Now, only a month later, the average interest rate is 5.42%, likely hovering just above 6% after the most recent Federal Reserve rate hike of half a percent. When the rate hit 5.27%, it represented a 13-year high.
So far, the country in general has not seen a slowdown of the surge in home prices, according to the National Association of Realtors. Quite the contrary, many buyers are trying to lock in purchases before the rates climb even further, which Realtors can guarantee they will, continuing to push selling prices up and up.
So, what does the average potential home buyer do in this real estate environment? Mortgage interest rates are going up almost weekly. Inventory is being depleted with everyone rushing into the market before the rates go up even more. Sellers are taking advantage of the increase and the anxiety of buyers to do tough negotiating and/or increase their asking price.
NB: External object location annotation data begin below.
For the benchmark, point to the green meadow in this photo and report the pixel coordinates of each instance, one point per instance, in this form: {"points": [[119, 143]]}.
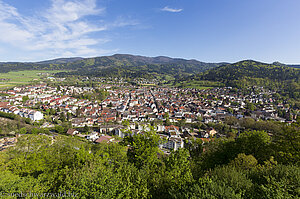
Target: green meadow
{"points": [[15, 78]]}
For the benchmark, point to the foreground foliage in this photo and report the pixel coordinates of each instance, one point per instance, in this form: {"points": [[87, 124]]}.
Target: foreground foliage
{"points": [[251, 166]]}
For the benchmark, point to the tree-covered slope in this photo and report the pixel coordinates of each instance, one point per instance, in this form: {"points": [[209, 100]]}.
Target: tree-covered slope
{"points": [[119, 65], [250, 69]]}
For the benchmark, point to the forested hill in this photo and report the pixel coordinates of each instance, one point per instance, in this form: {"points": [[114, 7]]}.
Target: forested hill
{"points": [[116, 65], [249, 69], [122, 65]]}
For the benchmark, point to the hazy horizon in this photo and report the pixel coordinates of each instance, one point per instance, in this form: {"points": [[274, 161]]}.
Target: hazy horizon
{"points": [[208, 31]]}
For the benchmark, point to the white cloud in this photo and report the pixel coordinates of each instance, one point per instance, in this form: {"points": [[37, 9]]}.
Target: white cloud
{"points": [[61, 30], [168, 9]]}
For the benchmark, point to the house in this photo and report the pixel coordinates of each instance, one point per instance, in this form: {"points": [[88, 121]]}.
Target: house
{"points": [[72, 132], [92, 136], [36, 115], [104, 139], [173, 143]]}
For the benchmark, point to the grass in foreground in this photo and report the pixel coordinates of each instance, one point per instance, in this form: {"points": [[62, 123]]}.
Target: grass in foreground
{"points": [[15, 78]]}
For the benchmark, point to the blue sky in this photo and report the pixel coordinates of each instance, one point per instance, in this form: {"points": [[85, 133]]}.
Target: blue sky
{"points": [[206, 30]]}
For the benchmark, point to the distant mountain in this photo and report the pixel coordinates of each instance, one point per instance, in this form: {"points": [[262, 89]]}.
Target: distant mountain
{"points": [[252, 73], [60, 60], [137, 66], [289, 65], [116, 65]]}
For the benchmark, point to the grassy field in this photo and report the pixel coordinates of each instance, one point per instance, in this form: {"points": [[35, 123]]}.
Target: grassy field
{"points": [[23, 77]]}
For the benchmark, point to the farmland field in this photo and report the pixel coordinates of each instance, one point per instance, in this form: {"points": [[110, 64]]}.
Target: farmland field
{"points": [[24, 77]]}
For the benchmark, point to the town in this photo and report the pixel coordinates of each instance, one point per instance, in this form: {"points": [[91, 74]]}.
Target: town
{"points": [[124, 110]]}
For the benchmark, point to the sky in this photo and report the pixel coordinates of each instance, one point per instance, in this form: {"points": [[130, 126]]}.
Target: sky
{"points": [[206, 30]]}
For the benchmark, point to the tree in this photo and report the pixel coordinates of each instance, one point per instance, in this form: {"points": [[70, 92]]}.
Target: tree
{"points": [[25, 98], [86, 129], [143, 148]]}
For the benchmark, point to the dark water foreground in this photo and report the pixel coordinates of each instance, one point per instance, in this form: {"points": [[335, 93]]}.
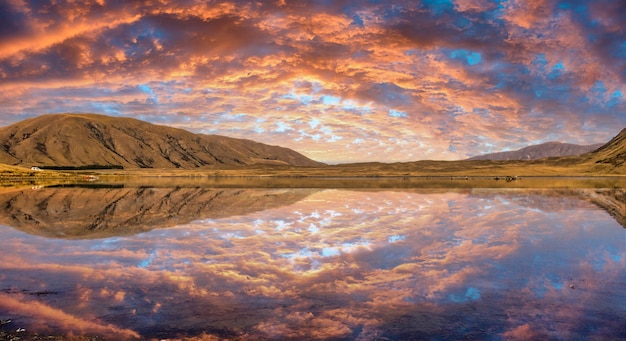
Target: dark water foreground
{"points": [[295, 263]]}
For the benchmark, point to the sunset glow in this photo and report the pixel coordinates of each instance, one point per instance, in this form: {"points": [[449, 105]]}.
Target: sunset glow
{"points": [[339, 81]]}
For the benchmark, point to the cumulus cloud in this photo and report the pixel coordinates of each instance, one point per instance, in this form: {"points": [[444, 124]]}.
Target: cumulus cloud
{"points": [[336, 264], [466, 73]]}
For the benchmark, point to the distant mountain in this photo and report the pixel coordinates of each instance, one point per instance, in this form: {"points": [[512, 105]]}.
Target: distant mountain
{"points": [[89, 139], [548, 149]]}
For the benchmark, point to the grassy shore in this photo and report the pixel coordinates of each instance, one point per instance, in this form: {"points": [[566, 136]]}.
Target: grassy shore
{"points": [[436, 170]]}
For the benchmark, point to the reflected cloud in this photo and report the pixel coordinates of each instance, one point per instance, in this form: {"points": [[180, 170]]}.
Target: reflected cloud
{"points": [[107, 212], [347, 264]]}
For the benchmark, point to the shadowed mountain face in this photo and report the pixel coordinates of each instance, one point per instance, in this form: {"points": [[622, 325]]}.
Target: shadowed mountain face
{"points": [[548, 149], [613, 152], [88, 139], [104, 212]]}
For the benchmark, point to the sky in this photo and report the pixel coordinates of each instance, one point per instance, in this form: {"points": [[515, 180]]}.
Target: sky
{"points": [[339, 81]]}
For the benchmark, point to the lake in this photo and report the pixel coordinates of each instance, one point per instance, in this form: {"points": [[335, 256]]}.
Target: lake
{"points": [[454, 260]]}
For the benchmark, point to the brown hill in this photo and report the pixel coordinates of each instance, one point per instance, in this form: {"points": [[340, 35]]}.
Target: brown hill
{"points": [[71, 213], [89, 139], [613, 152], [548, 149]]}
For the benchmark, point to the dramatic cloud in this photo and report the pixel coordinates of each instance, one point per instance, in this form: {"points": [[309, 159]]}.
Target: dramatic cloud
{"points": [[339, 81], [337, 264]]}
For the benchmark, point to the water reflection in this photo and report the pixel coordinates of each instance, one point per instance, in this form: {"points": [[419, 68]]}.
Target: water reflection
{"points": [[338, 264], [83, 212]]}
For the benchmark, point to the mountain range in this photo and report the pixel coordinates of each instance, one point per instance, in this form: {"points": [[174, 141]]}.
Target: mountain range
{"points": [[539, 151], [76, 140], [87, 140]]}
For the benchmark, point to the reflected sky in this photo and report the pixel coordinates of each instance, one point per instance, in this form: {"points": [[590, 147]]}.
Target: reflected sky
{"points": [[346, 264]]}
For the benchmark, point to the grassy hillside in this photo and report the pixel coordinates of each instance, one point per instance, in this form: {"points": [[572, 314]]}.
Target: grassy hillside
{"points": [[88, 139]]}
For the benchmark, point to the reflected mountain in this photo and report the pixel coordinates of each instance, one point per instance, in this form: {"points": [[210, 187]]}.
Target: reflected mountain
{"points": [[71, 213]]}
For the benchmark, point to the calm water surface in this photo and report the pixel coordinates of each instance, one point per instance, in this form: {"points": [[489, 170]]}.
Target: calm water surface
{"points": [[263, 263]]}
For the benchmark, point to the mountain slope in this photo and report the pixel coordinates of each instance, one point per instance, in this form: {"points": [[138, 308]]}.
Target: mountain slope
{"points": [[613, 152], [548, 149], [90, 139]]}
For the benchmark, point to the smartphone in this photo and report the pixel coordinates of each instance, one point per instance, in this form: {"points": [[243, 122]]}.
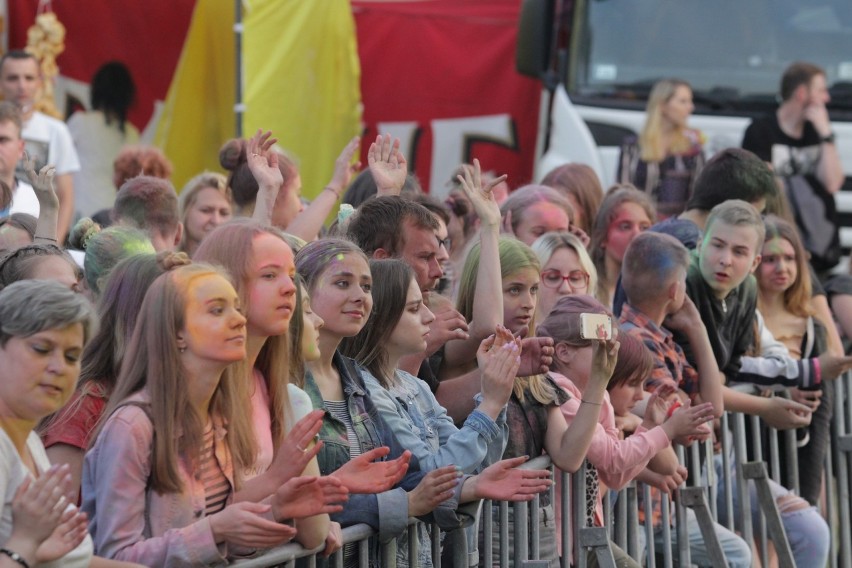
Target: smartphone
{"points": [[597, 327]]}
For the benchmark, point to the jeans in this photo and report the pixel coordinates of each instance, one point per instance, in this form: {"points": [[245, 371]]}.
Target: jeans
{"points": [[806, 530], [737, 552]]}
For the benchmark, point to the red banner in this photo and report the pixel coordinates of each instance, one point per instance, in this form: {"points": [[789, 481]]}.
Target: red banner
{"points": [[440, 74], [146, 36]]}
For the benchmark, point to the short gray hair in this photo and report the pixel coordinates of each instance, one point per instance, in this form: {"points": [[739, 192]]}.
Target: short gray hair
{"points": [[28, 307]]}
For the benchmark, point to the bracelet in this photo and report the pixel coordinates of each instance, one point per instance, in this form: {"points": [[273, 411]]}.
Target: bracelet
{"points": [[331, 189], [675, 405], [15, 556]]}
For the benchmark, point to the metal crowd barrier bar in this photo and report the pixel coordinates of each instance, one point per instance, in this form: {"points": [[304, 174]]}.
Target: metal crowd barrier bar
{"points": [[360, 534], [841, 450]]}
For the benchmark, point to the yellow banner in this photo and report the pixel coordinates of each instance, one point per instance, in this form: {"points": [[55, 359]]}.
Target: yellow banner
{"points": [[302, 79], [198, 116]]}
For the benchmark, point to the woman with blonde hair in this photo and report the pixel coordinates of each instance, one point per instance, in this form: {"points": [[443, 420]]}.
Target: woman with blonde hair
{"points": [[205, 203], [581, 186], [161, 482], [566, 269], [667, 157], [536, 425]]}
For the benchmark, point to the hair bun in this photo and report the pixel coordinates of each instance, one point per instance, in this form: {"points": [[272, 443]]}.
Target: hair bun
{"points": [[169, 260], [232, 154], [82, 233]]}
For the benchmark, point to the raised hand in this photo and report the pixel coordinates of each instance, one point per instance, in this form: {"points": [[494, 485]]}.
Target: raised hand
{"points": [[448, 324], [604, 357], [39, 505], [308, 496], [241, 524], [69, 533], [503, 481], [42, 183], [480, 195], [689, 421], [262, 160], [536, 356], [436, 487], [811, 399], [298, 447], [387, 165], [364, 474], [784, 414]]}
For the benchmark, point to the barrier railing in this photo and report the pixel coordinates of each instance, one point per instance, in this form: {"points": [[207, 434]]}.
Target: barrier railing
{"points": [[717, 480]]}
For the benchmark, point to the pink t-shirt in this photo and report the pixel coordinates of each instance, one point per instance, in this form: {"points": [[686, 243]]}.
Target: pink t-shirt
{"points": [[617, 461]]}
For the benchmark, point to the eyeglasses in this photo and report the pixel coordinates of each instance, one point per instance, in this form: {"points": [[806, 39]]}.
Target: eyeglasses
{"points": [[577, 279]]}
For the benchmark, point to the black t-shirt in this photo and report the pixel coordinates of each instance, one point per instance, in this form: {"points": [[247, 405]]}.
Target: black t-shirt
{"points": [[796, 159]]}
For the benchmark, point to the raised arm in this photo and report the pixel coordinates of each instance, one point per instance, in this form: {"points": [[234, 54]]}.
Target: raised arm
{"points": [[263, 163], [710, 380], [47, 227], [387, 165], [488, 299], [308, 223]]}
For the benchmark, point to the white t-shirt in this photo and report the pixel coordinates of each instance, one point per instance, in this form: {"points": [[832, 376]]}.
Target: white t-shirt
{"points": [[24, 200], [12, 474], [48, 141], [98, 144]]}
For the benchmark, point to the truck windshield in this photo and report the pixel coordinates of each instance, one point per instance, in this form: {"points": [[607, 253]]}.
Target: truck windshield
{"points": [[732, 52]]}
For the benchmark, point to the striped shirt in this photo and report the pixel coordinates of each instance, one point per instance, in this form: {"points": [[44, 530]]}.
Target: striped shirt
{"points": [[210, 474]]}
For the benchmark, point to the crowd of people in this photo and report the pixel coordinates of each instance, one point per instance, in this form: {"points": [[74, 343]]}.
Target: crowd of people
{"points": [[195, 377]]}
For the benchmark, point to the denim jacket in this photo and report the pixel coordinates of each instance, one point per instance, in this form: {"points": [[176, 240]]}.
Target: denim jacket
{"points": [[130, 521], [385, 512], [422, 425]]}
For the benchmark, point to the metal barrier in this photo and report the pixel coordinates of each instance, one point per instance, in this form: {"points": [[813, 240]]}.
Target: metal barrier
{"points": [[704, 492]]}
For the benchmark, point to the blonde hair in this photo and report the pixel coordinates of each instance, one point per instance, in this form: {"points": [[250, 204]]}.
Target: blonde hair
{"points": [[650, 139], [546, 245], [153, 363], [514, 256], [230, 246], [189, 195]]}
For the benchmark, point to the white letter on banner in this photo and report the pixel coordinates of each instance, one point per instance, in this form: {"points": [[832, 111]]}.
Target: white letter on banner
{"points": [[451, 138]]}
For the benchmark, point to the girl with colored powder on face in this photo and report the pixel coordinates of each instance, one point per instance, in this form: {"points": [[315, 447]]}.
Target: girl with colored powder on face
{"points": [[261, 263], [624, 213], [67, 434], [176, 437], [397, 327], [565, 269], [205, 203], [784, 301], [536, 425], [104, 249]]}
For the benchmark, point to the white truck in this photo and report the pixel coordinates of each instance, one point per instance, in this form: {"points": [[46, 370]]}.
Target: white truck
{"points": [[598, 60]]}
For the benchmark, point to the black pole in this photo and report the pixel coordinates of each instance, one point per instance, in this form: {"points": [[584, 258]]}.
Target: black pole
{"points": [[239, 107]]}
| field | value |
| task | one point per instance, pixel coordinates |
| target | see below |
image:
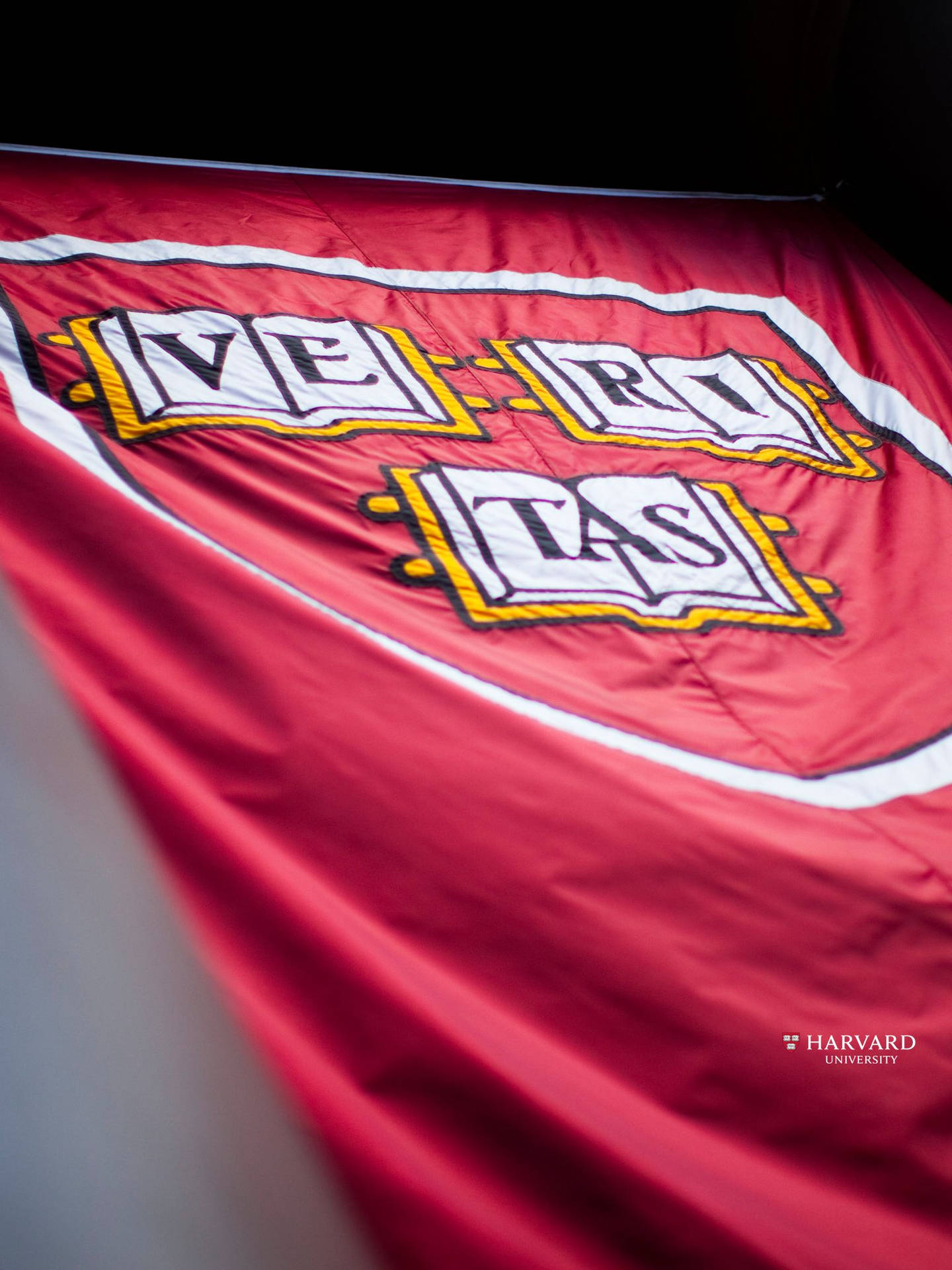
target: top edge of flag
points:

Many buyers are just dropping out, renewing their leases, moving in with family and waiting for the insanity to end. Others who can afford it aren’t giving up. Some are opting to pay fees to secure lower rates in the form of rate lock-in agreements. It’s not unusual for the typical 60-day lock-in to expire before the buyer finds a property, putting them in the position to extend the lock-in, costing – of course – more money. Others are adding cash into the transaction so they can qualify for a lower mortgage amount making up for the higher rates.
In addition, adjustable-rate mortgages are starting to come back starting under 4% for now. This new generation of adjustable-rate mortgages are more closely regulated than the ones that helped to create the financial crisis. At that time, low teaser rates attracted buyers and then after a year or two went up so high many homeowners couldn’t afford the increase. Now lenders can’t offer short-term rates and lenders are required to have caps on how much the rates can increase. Nevertheless, borrowers still need to be careful when going into a variable rate mortgage, since not knowing what your mortgage rate will be down the road is still a risk.
Most real estate economists still think that home prices will come down by the end of the year because of the higher mortgage interest rates. However, all real estate is local, and Manatee County is such a specialized area with a high percentage of cash buyers, increasing mortgage rates will have less of an effect.
Even if you’re not in the market for a new home, increasing rates influence the entire real estate market. It’s important to pay attention to the rate increases which could at some point have an impact on the value of your home proving the economists right.
At the end of 2021, the average rate on a 30-year, fixed-rate mortgage was 3.1%; by the time this column is in print it could very well be at 6%. It appears mortgage interest rates keep creating new eras every couple of months, enough to make a homebuyer’s head spin.